Salı, Ağustos 27, 2013

the reader- stephen daldry

bilirsiniz; bir kitabın, bir filmin varlığından haberdar olursunuz ve hemen okumak, izlemek istersiniz. bir şeyler çeker ona. 
the reader da benim için öyleydi. yıllardır listemde. belki kasvetini hissettiğimden, belki kate winslet'tan...kate winslet çok beğendiğim bir oyuncu. çok severek izlediğim filmleri var; quills, eternal sunshine of the spotless mind, finding neverland, little children, revolutionary road... (bu film için göğüslerine, koltukaltı kıllarına laf edenler olmuş. kadını "hollywood parlaklığında, pürüzsüz ve kusursuz" görmemeye tahammülü olmayan öyle çok kişi var ki; çok yazık...)
bir yanda da the hours'dan tanıdığım stephen daldry yönetmen koltuğunda (billy elliot'u hala izlememiş olmak!).
gelgör ki, 4 yıl olmuş film türkiye'ye geleli, daha yeni izleyebildim. ve çok etkilendim. ara ara dolan gözlerim filmin sonlarına doğru bıraktı kendini, baya baya ağladım içli içli.
bence çok yönlü ve gerçekten iyi bir film.
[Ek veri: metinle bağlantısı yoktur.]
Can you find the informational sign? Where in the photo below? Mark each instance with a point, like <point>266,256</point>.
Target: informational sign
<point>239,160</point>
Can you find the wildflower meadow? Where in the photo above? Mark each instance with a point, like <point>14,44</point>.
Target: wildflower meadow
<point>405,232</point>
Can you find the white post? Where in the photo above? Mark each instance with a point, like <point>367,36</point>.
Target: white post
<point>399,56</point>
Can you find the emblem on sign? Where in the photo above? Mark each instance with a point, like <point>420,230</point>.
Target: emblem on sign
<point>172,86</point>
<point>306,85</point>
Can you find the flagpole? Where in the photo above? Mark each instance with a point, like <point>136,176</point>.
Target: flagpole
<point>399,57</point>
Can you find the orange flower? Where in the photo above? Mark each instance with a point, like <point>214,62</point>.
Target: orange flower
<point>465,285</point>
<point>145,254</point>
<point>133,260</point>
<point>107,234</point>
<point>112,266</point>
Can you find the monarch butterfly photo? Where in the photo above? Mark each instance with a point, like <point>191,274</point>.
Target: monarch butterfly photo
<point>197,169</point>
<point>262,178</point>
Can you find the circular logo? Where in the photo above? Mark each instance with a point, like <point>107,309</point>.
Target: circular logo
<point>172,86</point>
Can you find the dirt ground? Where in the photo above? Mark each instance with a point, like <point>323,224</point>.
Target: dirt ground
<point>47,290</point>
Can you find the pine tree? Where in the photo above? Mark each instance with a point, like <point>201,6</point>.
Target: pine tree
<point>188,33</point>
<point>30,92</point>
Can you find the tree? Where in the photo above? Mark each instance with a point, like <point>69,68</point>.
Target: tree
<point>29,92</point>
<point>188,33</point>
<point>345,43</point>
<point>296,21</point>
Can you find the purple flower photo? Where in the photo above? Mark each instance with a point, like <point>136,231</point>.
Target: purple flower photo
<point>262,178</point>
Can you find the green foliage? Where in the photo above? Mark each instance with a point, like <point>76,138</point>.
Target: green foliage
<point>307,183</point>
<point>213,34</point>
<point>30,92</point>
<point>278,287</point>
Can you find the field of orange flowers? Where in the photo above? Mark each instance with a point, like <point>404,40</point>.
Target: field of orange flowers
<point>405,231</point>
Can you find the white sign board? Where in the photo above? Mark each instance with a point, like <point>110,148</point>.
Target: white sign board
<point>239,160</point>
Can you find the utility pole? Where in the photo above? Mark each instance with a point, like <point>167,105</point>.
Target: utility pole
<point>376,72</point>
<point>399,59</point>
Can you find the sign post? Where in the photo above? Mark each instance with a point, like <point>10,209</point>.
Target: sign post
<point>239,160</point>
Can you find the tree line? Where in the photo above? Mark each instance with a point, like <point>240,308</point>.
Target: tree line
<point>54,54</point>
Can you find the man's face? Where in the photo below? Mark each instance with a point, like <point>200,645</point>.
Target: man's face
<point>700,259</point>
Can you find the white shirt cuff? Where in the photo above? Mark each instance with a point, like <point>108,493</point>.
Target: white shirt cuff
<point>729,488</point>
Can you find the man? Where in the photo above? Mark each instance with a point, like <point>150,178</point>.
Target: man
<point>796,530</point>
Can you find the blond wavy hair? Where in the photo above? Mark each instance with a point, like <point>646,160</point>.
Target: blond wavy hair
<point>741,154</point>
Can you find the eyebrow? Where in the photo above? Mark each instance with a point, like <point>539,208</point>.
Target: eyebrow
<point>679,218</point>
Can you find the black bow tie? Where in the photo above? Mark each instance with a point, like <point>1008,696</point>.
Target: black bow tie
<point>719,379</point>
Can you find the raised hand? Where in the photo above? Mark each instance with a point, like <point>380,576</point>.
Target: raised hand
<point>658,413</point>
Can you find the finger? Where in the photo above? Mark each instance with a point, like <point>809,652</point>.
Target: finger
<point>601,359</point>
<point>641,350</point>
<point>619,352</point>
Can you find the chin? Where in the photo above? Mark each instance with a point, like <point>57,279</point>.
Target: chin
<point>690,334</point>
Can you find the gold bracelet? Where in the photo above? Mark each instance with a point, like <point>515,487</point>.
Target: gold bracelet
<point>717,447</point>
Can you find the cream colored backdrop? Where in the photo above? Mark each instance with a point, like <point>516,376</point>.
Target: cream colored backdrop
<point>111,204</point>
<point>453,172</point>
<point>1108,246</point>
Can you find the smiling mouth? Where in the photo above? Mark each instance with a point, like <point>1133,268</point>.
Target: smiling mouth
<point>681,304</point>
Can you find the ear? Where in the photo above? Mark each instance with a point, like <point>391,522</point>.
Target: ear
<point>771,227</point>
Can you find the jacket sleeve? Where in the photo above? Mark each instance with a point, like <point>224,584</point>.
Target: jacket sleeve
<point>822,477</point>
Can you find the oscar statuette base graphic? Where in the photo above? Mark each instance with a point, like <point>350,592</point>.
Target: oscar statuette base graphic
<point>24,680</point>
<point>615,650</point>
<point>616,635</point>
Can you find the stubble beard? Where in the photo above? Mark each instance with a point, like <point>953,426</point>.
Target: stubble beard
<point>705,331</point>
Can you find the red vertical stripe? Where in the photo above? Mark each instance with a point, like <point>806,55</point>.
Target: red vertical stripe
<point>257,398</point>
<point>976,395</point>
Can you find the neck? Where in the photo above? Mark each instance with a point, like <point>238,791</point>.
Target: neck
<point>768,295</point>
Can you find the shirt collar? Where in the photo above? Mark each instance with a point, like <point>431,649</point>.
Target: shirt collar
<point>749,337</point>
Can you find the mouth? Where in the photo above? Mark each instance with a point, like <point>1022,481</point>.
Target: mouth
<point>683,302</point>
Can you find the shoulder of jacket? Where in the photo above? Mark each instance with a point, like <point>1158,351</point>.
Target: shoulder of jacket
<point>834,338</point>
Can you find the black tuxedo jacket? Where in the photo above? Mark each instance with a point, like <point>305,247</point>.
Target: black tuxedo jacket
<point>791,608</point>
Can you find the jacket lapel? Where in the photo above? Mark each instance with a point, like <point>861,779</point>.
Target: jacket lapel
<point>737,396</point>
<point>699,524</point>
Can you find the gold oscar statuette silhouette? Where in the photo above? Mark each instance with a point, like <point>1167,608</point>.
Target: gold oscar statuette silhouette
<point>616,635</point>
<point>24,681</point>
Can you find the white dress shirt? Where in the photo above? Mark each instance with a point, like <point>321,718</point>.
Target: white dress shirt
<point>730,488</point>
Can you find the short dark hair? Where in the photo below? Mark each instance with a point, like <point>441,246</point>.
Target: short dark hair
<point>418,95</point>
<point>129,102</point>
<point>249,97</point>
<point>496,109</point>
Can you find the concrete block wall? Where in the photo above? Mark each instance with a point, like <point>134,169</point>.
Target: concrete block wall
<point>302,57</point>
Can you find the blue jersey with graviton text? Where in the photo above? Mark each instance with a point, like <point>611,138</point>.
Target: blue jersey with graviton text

öncelikle filmin ilk yarım saatinde yer alan ve pek eleştirilen çıplaklık/ sevişme sahneleri gereksiz değil ve estetik; bana kalırsa. 


sonra zaten tamamen beklenmedik bir yöne doğru evriliyor film. utanç, bencillik, çaresizlik, aşk, tutku, acıma, tiksinme... insana dair pek çok duyguyu barındırıyor içinde.
renkler, tonlar, görüntüler, avrupa sokakları döneme uygun ve başarılı.
kate winslet'a eşlik eden ralph fiennes ve henüz 18'lik david kross da gerçekten oldukça iyi.
filme dair tek olumsuz eleştirimse, karakterlerin alman olmalarına rağmen ingilizce konuşmaları! (oysa, ne çok severim ben almanca'yı!) 
aa bir de kate winslet'ın yaşlanma makyajı! 

ve fakat, özellikle de dönem filmlerini, durgun ve kasvetli filmleri sevenler için şiddetle öneririm.